Together their efforts produced the report we share today.

Learning from the findings

The committee's careful, methodical approach produced a range of important findings. A number of them offer signs consistent with our aspirations; for example, our junior URM faculty report satisfaction with their lives at MIT, and the salaries of our URM faculty are at par with their non-URM counterparts. The report also highlights constructive efforts being pursued by individual academic units. (As I presented at the recent November 18th faculty meeting, some of these efforts have been rewarding: in the last five years, 27 of 236 of our faculty hires -- 11% -- have been from URM groups; in the last ten years, of our net growth of 75 faculty, 25 -- or 33% -- have been from URM groups. As a result, the percentage of URM faculty increased in the last ten years from 4.3% in AY2001 to 6.4% in AY2010, i.e., from 41 of 950 to 66 of 1025. Incidentally, the corresponding figures for women are 30% of faculty hires in the last five years, i.e., 70 of 236, and 84% of net faculty growth in the last ten years, i.e., 63 of 75). However, many of the findings in this study fall short of our aspirations. In fact, the report's most important general observation is about the experience of URM faculty members at MIT, and it tells us that we still have a long way to go to truly achieve a culture of inclusion.
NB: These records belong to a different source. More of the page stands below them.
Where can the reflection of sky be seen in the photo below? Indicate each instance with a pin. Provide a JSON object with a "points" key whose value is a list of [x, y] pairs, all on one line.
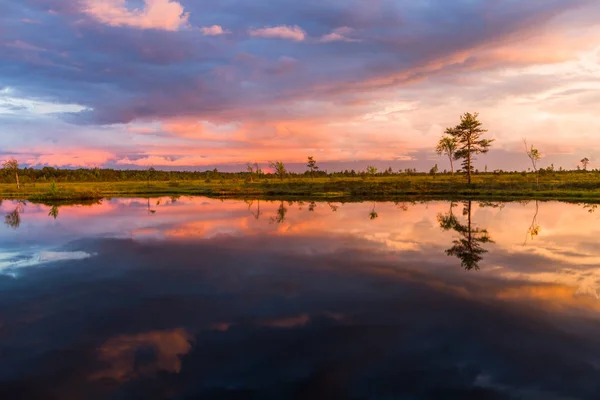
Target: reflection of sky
{"points": [[564, 252], [201, 298]]}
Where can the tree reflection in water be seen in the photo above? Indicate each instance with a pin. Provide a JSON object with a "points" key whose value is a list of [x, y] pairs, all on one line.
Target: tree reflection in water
{"points": [[468, 248]]}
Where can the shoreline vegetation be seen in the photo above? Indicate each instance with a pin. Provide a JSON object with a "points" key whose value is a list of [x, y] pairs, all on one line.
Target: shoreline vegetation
{"points": [[460, 143], [565, 186]]}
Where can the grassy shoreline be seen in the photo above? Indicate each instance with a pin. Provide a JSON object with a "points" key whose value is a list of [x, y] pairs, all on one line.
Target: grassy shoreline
{"points": [[578, 188]]}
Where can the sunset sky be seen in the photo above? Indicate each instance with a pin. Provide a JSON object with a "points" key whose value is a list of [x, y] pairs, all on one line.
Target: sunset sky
{"points": [[198, 84]]}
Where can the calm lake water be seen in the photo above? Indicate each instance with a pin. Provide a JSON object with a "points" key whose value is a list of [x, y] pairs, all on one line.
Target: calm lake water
{"points": [[185, 298]]}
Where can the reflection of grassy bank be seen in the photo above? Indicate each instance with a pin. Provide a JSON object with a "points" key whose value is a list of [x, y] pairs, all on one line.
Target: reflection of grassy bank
{"points": [[575, 186]]}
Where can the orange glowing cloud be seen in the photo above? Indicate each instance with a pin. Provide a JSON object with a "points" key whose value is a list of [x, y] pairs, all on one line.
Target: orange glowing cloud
{"points": [[156, 14]]}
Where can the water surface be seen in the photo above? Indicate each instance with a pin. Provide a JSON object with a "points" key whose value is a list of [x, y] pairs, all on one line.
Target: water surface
{"points": [[182, 298]]}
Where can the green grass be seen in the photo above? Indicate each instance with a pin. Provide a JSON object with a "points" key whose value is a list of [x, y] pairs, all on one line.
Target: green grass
{"points": [[573, 186]]}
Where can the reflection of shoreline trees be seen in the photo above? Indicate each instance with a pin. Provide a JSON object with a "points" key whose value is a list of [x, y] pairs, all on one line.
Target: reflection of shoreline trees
{"points": [[13, 218], [373, 214], [468, 248], [54, 210]]}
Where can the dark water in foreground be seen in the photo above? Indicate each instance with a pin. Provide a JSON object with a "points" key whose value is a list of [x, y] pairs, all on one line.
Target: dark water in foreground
{"points": [[194, 298]]}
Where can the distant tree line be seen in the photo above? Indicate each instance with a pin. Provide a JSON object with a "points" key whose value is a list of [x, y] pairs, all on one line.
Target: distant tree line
{"points": [[462, 142]]}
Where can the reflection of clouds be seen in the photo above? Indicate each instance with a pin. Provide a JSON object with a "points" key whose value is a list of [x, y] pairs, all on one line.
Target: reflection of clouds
{"points": [[131, 356], [12, 261], [558, 297], [562, 253], [287, 322]]}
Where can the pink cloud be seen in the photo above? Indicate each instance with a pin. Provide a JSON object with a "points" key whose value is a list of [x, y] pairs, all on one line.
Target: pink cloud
{"points": [[342, 34], [280, 32], [156, 14], [71, 157], [214, 30]]}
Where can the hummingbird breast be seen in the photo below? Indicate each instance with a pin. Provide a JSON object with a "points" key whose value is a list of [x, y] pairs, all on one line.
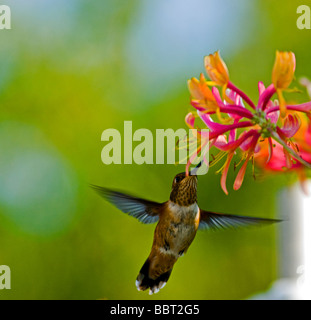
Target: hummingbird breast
{"points": [[173, 235]]}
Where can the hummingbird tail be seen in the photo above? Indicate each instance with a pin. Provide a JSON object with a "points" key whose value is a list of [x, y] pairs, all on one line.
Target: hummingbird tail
{"points": [[144, 282]]}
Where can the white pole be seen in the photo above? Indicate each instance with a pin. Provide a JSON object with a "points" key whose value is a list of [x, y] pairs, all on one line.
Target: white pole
{"points": [[294, 280]]}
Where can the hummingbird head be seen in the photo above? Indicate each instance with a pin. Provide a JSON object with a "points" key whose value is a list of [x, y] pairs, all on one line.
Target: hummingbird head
{"points": [[184, 189]]}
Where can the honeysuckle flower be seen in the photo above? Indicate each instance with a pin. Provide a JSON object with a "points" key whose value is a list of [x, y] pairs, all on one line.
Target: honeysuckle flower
{"points": [[283, 74], [243, 125], [201, 94], [278, 161]]}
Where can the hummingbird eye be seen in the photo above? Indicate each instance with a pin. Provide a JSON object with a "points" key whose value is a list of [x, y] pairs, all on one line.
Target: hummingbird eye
{"points": [[178, 179]]}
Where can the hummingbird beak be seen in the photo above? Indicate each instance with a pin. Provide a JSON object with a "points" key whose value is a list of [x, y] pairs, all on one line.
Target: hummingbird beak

MIT wants, and our students deserve, the strongest possible faculty, and a more diverse faculty is a stronger faculty in all academic dimensions, from research to teaching to mentoring. Our differences enrich our lives and our thinking. Yet a diverse faculty can only succeed if we actively build a culture that welcomes and embraces each one of us.  We must work together to make sure that a culture of inclusion is the culture of MIT.

Next steps

With this report in hand, we will now work together to determine the most effective ways to take action. We will begin with a series of structured discussions with Academic Council, School Councils, and heads of academic units to understand the implications of the findings and to explore the best ways to achieve our goals of diversity and inclusion. I look forward to sharing best practices around searching, recruiting, mentoring and building the pipeline of faculty talent.

I want to express my personal appreciation to all members of the Initiative for providing the MIT community with this careful and thoughtful quantitative and qualitative research. I am most grateful to Professors Paula T. Hammond and Lotte Bailyn for their extraordinary efforts in producing this report. I also want to thank the External Advisory Board, study participants, and those postdoctoral staff and graduate students who worked on the report for their tremendous dedication to this effort.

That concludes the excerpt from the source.